Austin police conduct internal review into allegations they made lock boxes


by SHELTON GREEN / KVUE News and photojournalist JUSTIN TERRY

Bio | Email | Follow: @SheltonG_KVUE

Posted on September 5, 2012 at 11:06 PM

Updated Wednesday, Sep 5 at 11:21 PM

AUSTIN -- People walking past Austin Police Headquarters Wednesday afternoon into the early evening may have seen a group of protesters banded together with what looked like a PVC pipe.

Members of Occupy Austin were protesting the department’s use of undercover officers to infiltrate the Occupy Austin movement as well as allegations that those officers may have helped a handful of them get arrested at a Houston protest.

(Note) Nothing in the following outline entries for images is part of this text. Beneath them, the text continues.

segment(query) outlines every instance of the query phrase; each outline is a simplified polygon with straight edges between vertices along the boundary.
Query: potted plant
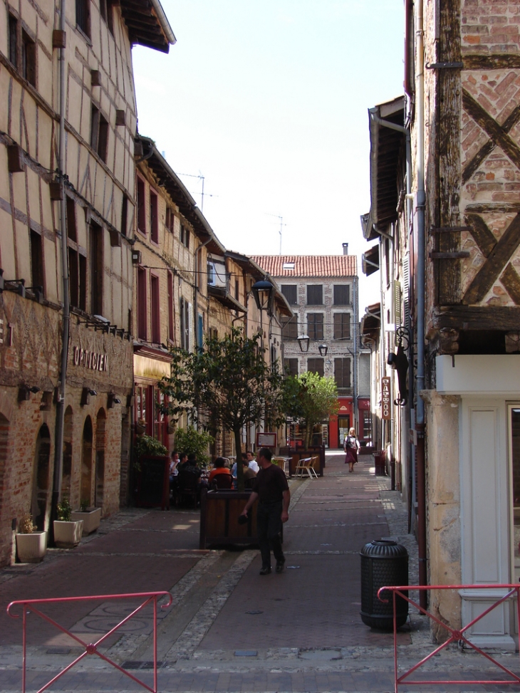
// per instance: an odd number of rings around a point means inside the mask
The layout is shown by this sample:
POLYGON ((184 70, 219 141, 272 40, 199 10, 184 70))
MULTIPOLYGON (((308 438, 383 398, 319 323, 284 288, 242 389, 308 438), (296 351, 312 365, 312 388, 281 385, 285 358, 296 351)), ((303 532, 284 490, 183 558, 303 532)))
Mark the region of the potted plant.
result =
POLYGON ((83 520, 72 519, 72 509, 68 498, 58 504, 58 519, 54 521, 54 543, 59 548, 73 548, 81 541, 83 520))
POLYGON ((82 498, 80 503, 80 509, 74 510, 71 513, 71 519, 76 521, 83 520, 83 536, 95 532, 101 523, 101 509, 89 506, 88 500, 82 498))
POLYGON ((24 515, 18 524, 16 553, 22 563, 37 563, 47 551, 47 533, 38 532, 31 513, 24 515))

“There was no reason to suspect that any of us were going to plan any violence, that we were going to smash any windows, it's a complete farce, it's a complete waste of taxpayer money,” said David Cortez, an Occupy Austin member.
Last week, Austin police brass confirmed that several of their officers were used in an undercover capacity to infiltrate Occupy Austin citing public safety concerns after several arrests at Austin City Hall.
“It is in fact common police practice to deploy undercover officers in places open to the public when criminal or public safety concerns arise. As a matter of fact, the police department would be remiss not to do so. There is nothing that we believe at this time that indicates that officers acted maliciously or in bad faith,” said Assistant Chief David Carter with APD.
Carter also said that an internal review will hopefully determine if the undercover officers followed protocol. It could also reveal who in the department knew about the making of lock boxes, devices used by protesters to tether them together making them harder to separate.
The seven Austin protesters who were arrested wearing lock boxes said it was an undercover Austin detective who provided the materials used to make them.
“The undercover could simply have told anyone involved that this was potentially a felony charge. He could have de-escalated the tactics. Instead he helped to escalate the tactics knowing full well this would result in the maximum penalty that was possible,” said Ronnie Garza, an Occupy Austin member who was one of seven protesters arrested in Houston.
The trial in Houston is expected to last several weeks.